David L. Prychitko
I apologize for filling up this blog by posting links to my articles within the past couple days. But this one should be of great interest to our readers. No more self-promotion after this.
I went to GMU in 1984 to study under Don Lavoie, having discovered his early work on the market socialism debate (in the Journal of Libertarian Studies). I turned down several acceptances from other grad programs (including Clemson, Florida State, Illinois, UCLA, Chicago) at what I thought (correctly) was the top graduate institution to offer a concentration in Austrian economics. Acceptance deadlines, which I took seriously, led me to turn down several offers (assistantships) while I waited for a GMU offer. It paid off when I received a phone call from Don during Easter break. It was one of the most exciting experiences I can recall. I had taken a huge risk. Looking back now, however, I wouldn't recommend that to anyone.
In any event, I wrote dozens and dozens of pages of notes in Don's CES course, whose volume and content would rival that of a courtroom stenographer -- I must have been in some kind of hypomanic state during the entire semester. These notes have been published this year in Research in the History of Economic Thought and Methodology, and have recently become available to download online thanks to Virgil Storr.
ADDENDUM: The pdf contains several "typos" and formatting problems that are not in the original published article.
Awesome.
Posted by: Adam | September 25, 2009 at 01:24 PM
David,
Very interesting, especially for someone like me who is coauthor of a comparative systems textbook that even gets used sometimes at Mason, or so rumor has it, perhaps a de facto successor to Lavoie.
What is there is very high quality. My main concern, although one should not poke at those no longer able to answer for themselves, is the lack of coverage of a number of alternative systems. Surprised he did not deal with European social maret economies, or the peculiar, but important system, in Japan, or even some of the alternative forms of Marxist socialism to the USSR, such as Maoism in China, although arguably that was less important already by the mid-1980s, once Deng Xiao-Ping made his reform moves in 1978-79.
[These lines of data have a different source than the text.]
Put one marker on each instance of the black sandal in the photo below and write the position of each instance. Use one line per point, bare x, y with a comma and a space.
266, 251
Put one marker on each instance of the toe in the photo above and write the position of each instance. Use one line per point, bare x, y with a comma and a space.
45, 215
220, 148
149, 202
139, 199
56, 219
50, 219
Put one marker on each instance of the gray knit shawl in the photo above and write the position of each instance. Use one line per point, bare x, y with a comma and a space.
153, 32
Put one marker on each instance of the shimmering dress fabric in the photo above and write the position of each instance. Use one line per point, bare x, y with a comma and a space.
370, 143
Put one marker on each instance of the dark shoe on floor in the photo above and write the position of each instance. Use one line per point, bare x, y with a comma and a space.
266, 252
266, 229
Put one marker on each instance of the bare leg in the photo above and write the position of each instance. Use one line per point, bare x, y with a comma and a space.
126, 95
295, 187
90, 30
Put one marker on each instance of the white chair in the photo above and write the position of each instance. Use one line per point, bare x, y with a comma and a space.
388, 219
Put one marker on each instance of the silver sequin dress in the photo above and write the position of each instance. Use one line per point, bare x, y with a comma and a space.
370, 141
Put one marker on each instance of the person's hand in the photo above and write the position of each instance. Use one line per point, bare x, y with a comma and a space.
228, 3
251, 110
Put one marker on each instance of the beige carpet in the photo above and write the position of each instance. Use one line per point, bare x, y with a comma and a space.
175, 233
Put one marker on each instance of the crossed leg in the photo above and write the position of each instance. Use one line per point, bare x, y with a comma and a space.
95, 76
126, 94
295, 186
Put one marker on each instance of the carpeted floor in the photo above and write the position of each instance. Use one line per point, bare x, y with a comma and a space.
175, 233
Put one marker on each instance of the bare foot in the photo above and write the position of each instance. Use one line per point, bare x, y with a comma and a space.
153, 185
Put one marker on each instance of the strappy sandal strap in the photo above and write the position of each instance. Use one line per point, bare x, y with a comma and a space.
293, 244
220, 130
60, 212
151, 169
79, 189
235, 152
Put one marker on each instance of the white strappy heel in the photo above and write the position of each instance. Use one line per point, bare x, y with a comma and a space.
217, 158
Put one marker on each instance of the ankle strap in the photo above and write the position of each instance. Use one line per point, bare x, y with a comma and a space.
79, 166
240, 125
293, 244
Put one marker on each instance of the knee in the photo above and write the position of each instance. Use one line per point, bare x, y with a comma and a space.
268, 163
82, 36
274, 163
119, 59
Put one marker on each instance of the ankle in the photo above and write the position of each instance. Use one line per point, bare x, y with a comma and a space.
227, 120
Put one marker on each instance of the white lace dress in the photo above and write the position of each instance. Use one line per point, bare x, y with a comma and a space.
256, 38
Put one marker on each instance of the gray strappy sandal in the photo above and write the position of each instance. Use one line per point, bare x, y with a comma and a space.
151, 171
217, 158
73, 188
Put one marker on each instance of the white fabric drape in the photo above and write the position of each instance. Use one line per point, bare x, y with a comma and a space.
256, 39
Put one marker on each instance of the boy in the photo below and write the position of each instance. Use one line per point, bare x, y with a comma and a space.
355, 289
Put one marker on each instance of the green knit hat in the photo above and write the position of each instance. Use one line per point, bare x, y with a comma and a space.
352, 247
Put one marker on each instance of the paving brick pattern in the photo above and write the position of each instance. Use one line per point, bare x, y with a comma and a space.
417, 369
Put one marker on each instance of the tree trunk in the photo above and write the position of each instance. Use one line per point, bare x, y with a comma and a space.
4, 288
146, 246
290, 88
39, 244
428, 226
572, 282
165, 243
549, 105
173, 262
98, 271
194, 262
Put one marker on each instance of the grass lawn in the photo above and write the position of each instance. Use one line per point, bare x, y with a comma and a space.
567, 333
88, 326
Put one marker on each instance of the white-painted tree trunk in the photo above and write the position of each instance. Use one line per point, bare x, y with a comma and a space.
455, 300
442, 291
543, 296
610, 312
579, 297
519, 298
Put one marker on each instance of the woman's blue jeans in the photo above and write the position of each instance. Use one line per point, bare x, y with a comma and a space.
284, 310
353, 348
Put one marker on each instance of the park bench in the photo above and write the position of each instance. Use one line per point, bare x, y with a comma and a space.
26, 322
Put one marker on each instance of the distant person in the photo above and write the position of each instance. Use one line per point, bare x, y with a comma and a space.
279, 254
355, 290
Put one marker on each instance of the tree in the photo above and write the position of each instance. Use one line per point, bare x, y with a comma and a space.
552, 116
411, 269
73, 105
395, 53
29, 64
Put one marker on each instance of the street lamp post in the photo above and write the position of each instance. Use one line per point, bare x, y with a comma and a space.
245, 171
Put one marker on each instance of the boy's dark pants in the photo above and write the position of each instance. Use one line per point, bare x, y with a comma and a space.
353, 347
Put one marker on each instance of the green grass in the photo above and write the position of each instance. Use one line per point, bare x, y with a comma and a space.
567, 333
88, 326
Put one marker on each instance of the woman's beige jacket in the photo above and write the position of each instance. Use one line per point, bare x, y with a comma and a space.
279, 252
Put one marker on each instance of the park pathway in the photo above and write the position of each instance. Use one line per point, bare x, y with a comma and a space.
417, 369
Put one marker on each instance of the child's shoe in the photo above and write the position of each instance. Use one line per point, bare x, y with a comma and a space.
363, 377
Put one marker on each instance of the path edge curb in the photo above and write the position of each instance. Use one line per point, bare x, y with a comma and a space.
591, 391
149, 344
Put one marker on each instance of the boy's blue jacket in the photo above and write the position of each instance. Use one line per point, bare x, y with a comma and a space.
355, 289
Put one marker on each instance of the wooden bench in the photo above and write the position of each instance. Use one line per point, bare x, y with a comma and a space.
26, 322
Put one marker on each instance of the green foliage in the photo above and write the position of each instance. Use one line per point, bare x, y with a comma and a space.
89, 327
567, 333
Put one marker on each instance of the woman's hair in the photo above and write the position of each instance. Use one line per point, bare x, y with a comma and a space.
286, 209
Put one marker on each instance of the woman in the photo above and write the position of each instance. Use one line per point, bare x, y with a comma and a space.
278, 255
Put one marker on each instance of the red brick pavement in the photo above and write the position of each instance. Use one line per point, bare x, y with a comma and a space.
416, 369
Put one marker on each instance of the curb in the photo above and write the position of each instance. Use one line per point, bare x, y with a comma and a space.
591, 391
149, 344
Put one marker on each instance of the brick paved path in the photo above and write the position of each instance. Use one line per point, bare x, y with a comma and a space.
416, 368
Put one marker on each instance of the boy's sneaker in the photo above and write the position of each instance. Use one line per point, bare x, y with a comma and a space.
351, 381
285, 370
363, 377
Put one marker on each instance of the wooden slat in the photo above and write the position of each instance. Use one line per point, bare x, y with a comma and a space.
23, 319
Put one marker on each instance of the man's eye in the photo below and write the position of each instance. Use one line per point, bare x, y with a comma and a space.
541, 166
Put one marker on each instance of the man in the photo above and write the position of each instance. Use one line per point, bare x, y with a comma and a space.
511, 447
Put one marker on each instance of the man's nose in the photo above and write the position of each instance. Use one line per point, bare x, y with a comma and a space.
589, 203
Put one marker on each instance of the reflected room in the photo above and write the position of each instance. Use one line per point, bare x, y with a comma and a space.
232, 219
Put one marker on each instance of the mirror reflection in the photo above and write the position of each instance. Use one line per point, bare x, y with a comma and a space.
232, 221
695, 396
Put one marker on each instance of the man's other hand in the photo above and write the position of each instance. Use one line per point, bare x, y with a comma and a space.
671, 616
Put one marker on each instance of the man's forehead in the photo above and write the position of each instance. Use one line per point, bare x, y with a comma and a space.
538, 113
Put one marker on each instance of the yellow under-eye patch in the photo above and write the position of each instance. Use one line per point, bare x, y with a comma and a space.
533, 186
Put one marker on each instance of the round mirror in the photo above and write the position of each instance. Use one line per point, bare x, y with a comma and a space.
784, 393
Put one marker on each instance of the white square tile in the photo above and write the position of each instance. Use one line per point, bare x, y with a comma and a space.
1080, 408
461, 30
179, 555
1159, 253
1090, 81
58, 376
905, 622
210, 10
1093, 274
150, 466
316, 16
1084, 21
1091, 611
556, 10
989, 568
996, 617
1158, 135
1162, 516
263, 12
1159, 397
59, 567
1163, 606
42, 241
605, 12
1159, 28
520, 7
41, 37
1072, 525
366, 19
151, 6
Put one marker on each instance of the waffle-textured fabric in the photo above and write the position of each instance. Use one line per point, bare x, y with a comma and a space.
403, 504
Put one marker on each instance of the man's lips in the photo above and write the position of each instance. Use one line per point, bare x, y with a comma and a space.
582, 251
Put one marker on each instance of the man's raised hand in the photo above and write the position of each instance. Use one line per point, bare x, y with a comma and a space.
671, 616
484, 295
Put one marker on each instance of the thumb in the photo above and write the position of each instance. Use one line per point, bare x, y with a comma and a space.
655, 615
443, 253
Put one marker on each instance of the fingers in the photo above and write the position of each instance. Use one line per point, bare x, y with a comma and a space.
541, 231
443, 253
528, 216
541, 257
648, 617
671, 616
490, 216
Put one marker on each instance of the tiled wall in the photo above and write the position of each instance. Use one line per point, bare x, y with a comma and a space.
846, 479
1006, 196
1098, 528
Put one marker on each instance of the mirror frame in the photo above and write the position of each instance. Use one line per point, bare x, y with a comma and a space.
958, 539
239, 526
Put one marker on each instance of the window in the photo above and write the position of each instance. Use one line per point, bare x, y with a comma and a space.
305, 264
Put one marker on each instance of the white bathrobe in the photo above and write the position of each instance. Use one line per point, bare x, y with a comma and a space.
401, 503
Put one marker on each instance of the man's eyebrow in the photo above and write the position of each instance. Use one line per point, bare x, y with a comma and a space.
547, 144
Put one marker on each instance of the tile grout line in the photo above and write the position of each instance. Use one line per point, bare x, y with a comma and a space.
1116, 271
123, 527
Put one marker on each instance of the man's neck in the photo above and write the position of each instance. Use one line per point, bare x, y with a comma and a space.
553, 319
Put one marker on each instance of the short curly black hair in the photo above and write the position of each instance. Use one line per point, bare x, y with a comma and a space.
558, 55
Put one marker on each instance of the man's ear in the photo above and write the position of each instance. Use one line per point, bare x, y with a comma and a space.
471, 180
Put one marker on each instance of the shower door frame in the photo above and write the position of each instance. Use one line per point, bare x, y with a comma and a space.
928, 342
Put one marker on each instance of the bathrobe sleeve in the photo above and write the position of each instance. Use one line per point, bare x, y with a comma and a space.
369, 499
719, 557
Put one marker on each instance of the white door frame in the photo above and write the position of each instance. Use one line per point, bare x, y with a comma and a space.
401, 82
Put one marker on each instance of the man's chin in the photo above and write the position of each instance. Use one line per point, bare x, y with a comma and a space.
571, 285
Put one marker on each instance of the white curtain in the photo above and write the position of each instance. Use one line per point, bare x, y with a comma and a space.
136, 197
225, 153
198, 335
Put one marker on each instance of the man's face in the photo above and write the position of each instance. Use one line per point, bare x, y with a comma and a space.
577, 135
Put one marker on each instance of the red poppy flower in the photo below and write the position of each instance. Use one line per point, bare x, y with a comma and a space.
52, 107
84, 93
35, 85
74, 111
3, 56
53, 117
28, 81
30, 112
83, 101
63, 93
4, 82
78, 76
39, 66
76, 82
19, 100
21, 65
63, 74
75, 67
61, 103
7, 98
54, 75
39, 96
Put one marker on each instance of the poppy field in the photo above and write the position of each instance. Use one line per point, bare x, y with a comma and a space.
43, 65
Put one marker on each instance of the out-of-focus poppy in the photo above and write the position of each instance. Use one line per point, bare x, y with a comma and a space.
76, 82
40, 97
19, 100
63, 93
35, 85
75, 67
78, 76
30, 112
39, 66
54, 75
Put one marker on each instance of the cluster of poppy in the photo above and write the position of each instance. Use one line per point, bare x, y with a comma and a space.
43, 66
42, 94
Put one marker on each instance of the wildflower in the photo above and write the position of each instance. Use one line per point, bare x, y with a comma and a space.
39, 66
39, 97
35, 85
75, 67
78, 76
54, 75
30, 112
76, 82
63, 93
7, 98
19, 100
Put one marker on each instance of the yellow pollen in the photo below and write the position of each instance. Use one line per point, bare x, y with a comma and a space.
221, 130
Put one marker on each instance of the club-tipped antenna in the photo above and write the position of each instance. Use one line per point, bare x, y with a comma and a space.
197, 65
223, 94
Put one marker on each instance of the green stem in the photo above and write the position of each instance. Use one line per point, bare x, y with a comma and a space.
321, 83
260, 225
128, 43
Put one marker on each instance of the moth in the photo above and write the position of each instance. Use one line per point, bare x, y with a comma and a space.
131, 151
Posted by: Barkley Rosser | September 25, 2009 at 02:55 PM
Barkley,
Your book has been used multiple times, and yes I never would have been hired at GMU had Don not left economics to start PSOL. I inherited his classes and Buchanan's class when I came back in 1998 after being away for 10 years.
As for Don's selection of material at the time. I will tell you this that Prychitko wrote an excellent policy type paper on Deng-Xiao-Ping early reforms (I think it is important to talk about reforms from 1978-85, and then post 1985 --- has to do with the shift in tax arrangement; this is discussed by Jean Oi in her World Development paper from the late 1980s). Don basically talked about Capitalism and Socialism (using the tradition-market-plan) and then Soviet and Yugoslavian systems. But Dave's summary gives this.
Pete
Posted by: Peter Boettke | September 25, 2009 at 04:18 PM
I always regretted not getting Don to JMU to give a talk. The last time I saw him I sat between him and Roger Koppl at an SDAE banquet. Pete stopped by to say hi. I spoke with him about coming to JMU, but did not realize that he was ill and that I needed to move immediately to have him in. Some things cannot be rerun or undone.
I always found his ideas to be very stimulating.
Posted by: Barkley Rosser | September 25, 2009 at 05:11 PM
Pete, you remember that paper? I almost forgot. It was published in something called the Journal of Economic Growth, which went defunct a year or two later. I'm not sure that I've saved a copy of the article.
Posted by: Dave Prychitko | September 25, 2009 at 07:07 PM
In addition to Don's course, GMU offered a course on the Soviet economy. Those were the only to one could take to specialize in comparative economic systems. (Taking Buchanan's Constitutional Economics course was a nice complement.) At the time I thought GMU should have also offered a separate course on Marxism. Pete and I learned Marxism as a directed readings credit. It amounted to the two of us sitting in something a little larger than a broom closet with Marx's works on our laps, trying to make sense of it on our own. Apparently we were successful, but it would have been nice to have a full-blown course.
In my view, there should be a course like Don's, then two other courses. A Soviet and similar systems course (throw Mao into that) and another course devoted to alternatives such as German co-determination, Swedish-like welfare states, social democracy and so on.
Posted by: Dave Prychitko | September 26, 2009 at 09:19 AM
Why apologize for putting up links? If the work is worth putting on line it is surely worth telling people about it. I appreciate that busy people will not read many links [well, not mine anyway:)] but we are only trying to help.
Pity there is no Open Society vol 2 on the reading list, described by Berlin as the most scrupulous crit of Marxism at the time. Maybe too long, but there is a condensed version on line.
Posted by: Rafe Champion | September 28, 2009 at 08:47 PM
Aren't we about due for a Gay, Socialist President?
Put down your haterade and embrace your inner broke back!